The SmartWay initiative was launched exactly a decade ago and helps shippers understand the amount of carbon produced by their regular supply chains.

“Before we came on the scene, if a shipper or a third-party logistics company cared about their carbon footprint, or corporate sustainability, they could select a carrier or mode of routing based on time or price or sustainability,” said the EPA’s Cheryl Bynum, the national program director for SmartWay, “but as far as what was the environmental impact, that was a black box.”

But by adopting SmartWay technology, that same shipper, using a variety of measures developed by the EPA, “can figure out what their carbon footprint is and make choices using that factor, along with all of their other business choices,” said Bynum.

Over the past decade, SmartWay has worked with any number of trucking and logistics companies, rail carriers, retailers and commercial manufacturers, as well as state and federal agencies, to find the best ways of moving goods efficiently.

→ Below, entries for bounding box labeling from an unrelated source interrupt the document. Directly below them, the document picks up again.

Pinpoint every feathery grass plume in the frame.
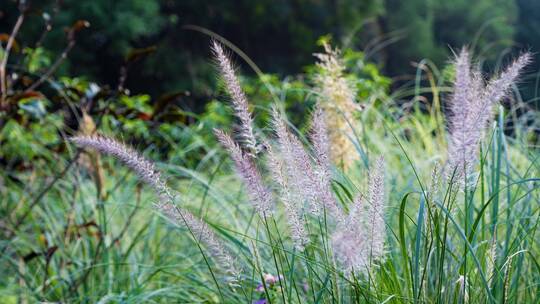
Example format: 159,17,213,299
365,156,386,260
266,144,308,251
332,157,386,274
214,129,272,218
309,104,342,218
331,195,370,275
70,135,172,202
446,48,531,185
212,40,257,158
272,106,321,214
315,44,358,170
70,136,239,277
486,238,497,287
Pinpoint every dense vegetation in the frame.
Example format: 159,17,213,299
0,0,540,304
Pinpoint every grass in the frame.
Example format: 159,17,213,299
0,60,540,303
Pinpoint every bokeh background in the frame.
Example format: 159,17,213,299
4,0,540,112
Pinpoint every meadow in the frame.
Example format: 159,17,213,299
0,35,540,304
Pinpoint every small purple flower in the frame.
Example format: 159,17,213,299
264,273,279,285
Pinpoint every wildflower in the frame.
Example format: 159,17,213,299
446,48,530,185
212,41,257,158
70,136,238,278
214,129,272,218
315,44,358,170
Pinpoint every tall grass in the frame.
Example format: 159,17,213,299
0,43,540,303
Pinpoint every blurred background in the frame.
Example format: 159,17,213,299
0,0,540,167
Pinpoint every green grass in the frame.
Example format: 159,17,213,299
0,78,540,303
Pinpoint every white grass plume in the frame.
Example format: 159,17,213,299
212,41,257,158
331,157,386,275
309,105,342,220
214,129,272,218
446,48,531,185
267,144,308,252
70,136,239,279
366,157,386,260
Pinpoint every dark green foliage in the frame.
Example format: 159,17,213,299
384,0,516,75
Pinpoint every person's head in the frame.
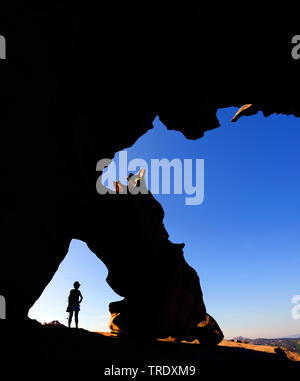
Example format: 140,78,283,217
73,281,80,290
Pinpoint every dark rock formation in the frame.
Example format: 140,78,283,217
0,0,300,341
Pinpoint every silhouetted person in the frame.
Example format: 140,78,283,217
67,281,83,328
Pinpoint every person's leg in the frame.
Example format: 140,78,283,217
75,311,79,328
68,311,73,328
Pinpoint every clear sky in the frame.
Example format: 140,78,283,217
29,108,300,338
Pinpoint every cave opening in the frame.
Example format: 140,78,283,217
29,108,300,338
28,239,121,331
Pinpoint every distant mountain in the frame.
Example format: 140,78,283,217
232,335,300,354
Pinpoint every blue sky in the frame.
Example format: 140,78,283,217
29,108,300,338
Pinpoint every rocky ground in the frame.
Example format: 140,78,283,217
0,320,300,364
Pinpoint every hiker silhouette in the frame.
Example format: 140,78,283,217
67,281,83,328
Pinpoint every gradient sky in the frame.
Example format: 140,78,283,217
29,108,300,338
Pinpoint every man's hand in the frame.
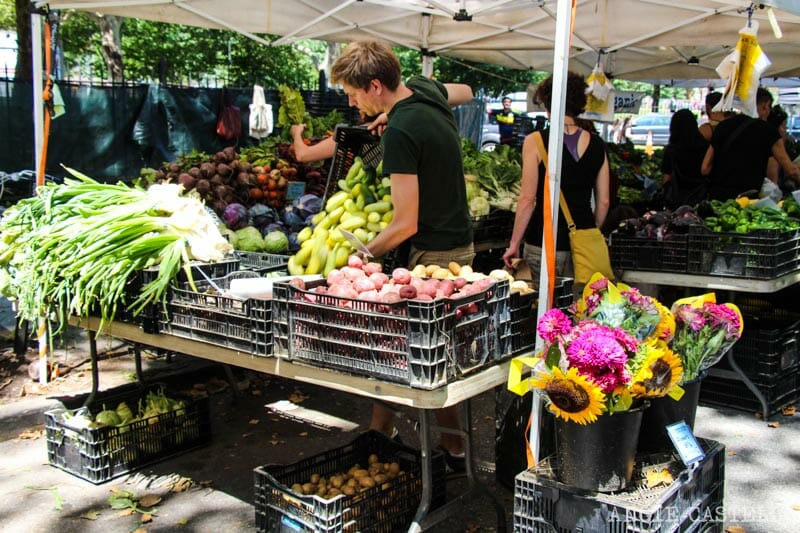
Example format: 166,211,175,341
368,113,389,135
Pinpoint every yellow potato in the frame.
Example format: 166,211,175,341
425,265,441,277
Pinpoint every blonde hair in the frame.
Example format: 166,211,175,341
331,41,401,91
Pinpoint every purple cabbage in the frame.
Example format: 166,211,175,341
222,202,248,231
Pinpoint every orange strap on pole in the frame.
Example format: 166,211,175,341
36,20,53,188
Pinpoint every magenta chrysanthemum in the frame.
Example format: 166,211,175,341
536,309,572,343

Aspects of the program help carriers track fuel consumption or assists them in looking at equipment technologies and strategies to save fuel emissions. The program additionally reduces emissions created through transportation by offering incentives to improve supply chain efficiency.

Studying the equipment procurement process and freight operations network, said Bynum, “We found that not only was some information lacking in terms of what worked, but also a common platform for all those tens of thousands of individuals making up the goods movement network, for them to communicate with one another using a common frame of reference and understanding.”

That SmartWay has had an impact is seen in numbers crunched by the EPA. In the last 10 years, the program has eliminated 51.6 million metric tons of carbon, while at the same time saving nearly $17 billion in fuel cost expenses.

Ingram signed on as one of the first marine transportation company partners in the program about four years ago. The company, said Philip, continues helping SmartWay to “develop its barge tool so that it would be available for others in the industry.”

Bynum, who expects to see other barge companies become a part of the program, said Ingram’s participation has been vital. “We said to them, ‘Help us to understand your work, so that we get it right.’ ”

Philip said that Ingram’s full participation in the SmartWay program has been worth the effort. “Our nation’s rivers are an incredible resource that bring stability to our economy,” he said, “and we make every effort to be the best stewards of this resource.”